The letter is directed to N.Y.P.D. Commissioner Ray Kelly. It is not the first letter that Nadler has written on the matter, but this time he hopes it is addressed to the right person. A letter was sent to U.S. Transportation Secretary Ray LaHood last May, asking him to reach out to the Department of Homeland Security concerning the matter. Eventually it was determined that the appropriate person to address the letter to was Commissioner Kelly, since any risk assessment must be requested by the local authorities with jurisdiction over the closed street.
Nadler states in the letter, “We understand the security concerns of the N.Y.P.D., whose headquarters are nearby, but the reality is that this closure has brought significant hardship for residents and has virtually crippled many small businesses that rely on foot traffic.”
City Councilmember Chin, State Senator Daniel Squadron and Assembly Speaker Sheldon Silver also signed the letter to Kelly.
On Tuesday, Chin pointed to the traffic congestion, particularly along St. James Place, and specifically mentioned the problem with emergency vehicles having to navigate the area and the potential problems that could result.
Chin also noted the continued closing of the street is harming local businesses.
“Some of the businesses are blocked off by the concrete and some people don’t even know there are businesses there,” said Chin.
“The government needs to be held accountable and needs to let people know what the security risk is and why this major thoroughfare is still blocked off,” said Chin. “Whatever they have to do, they have to give us some answers.”
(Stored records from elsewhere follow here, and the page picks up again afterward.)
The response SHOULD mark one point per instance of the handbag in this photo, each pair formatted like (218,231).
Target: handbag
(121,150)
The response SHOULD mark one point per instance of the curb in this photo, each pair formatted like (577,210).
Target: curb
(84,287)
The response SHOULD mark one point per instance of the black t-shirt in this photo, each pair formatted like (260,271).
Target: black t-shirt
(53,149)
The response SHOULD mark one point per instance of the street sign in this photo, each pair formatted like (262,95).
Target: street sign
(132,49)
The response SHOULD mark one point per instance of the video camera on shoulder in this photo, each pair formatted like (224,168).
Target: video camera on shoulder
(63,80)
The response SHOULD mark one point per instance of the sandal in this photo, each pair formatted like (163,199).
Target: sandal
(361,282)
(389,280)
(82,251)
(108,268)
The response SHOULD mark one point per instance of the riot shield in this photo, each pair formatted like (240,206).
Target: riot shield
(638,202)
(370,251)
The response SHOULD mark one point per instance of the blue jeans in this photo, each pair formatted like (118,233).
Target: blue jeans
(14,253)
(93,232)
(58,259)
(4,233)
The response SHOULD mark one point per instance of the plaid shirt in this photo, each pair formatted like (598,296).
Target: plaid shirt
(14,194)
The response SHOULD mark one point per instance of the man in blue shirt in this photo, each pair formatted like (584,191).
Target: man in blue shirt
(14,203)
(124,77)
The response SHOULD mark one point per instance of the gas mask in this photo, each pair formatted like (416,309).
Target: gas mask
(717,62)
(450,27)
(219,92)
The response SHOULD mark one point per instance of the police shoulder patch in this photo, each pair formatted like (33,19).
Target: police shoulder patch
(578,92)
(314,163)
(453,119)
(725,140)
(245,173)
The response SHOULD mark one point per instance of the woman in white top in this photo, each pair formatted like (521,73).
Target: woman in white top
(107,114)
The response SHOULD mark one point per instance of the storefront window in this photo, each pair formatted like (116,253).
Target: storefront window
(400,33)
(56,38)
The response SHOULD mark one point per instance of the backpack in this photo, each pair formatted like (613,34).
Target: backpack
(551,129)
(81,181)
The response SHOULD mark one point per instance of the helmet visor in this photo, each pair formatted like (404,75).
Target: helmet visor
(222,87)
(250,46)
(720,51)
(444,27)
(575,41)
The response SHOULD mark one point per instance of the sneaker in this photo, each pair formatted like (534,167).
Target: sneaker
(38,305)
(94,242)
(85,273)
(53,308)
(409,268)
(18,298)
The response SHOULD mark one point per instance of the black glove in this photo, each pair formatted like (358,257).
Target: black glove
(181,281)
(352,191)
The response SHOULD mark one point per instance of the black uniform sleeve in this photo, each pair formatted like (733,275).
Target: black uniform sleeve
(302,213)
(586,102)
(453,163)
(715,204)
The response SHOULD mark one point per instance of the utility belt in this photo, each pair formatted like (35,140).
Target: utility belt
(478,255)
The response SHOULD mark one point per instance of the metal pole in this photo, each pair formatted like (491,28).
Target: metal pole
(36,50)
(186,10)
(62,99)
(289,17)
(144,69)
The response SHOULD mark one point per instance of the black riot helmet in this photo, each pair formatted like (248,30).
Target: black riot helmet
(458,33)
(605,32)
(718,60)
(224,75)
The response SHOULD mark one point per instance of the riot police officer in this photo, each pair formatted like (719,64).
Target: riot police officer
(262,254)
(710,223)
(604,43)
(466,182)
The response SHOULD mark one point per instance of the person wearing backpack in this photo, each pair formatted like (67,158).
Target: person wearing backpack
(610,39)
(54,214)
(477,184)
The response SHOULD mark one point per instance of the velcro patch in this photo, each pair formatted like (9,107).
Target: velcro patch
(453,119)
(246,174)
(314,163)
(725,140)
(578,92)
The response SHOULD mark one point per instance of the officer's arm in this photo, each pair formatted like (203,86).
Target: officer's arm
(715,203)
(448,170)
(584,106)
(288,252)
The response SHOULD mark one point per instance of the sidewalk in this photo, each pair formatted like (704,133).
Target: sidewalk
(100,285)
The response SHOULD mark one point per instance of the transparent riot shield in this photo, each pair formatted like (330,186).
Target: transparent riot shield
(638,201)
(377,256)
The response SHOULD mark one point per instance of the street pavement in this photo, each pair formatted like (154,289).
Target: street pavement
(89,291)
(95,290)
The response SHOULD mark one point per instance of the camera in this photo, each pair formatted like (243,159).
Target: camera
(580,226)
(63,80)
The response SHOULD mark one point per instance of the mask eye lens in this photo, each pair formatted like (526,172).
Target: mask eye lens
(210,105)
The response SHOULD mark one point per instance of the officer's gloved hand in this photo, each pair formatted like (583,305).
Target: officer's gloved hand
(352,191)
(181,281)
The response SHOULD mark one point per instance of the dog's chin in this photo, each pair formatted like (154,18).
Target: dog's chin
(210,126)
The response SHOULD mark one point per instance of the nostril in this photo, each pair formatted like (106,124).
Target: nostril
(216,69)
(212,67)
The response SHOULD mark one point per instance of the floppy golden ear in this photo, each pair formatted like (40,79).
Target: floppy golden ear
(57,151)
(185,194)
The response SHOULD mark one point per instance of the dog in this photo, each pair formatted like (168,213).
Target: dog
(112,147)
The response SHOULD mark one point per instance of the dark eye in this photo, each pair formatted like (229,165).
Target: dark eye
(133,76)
In a separate statement sent to the Downtown Express, Silver wrote, “As we approach the 10-year anniversary of the 9/11 attacks, the reopening of Park Row is long overdue. While so many other streets and landmarks have been reopened in the years since the terrorist attacks, Park Row remains a frustrating exception.”
In his letter Nadler pointed out that the closure of the street has sometimes even forced residents to show identification in order to get to their homes.
On Tuesday Senator Squadron echoed that point.
“[Park Row’s] closure continues to have harsh consequences for residents, businesses and the entire community. The N.Y.P.D. must ask the Department of Homeland Security to accurately assess the security situation on Park Row without delay.”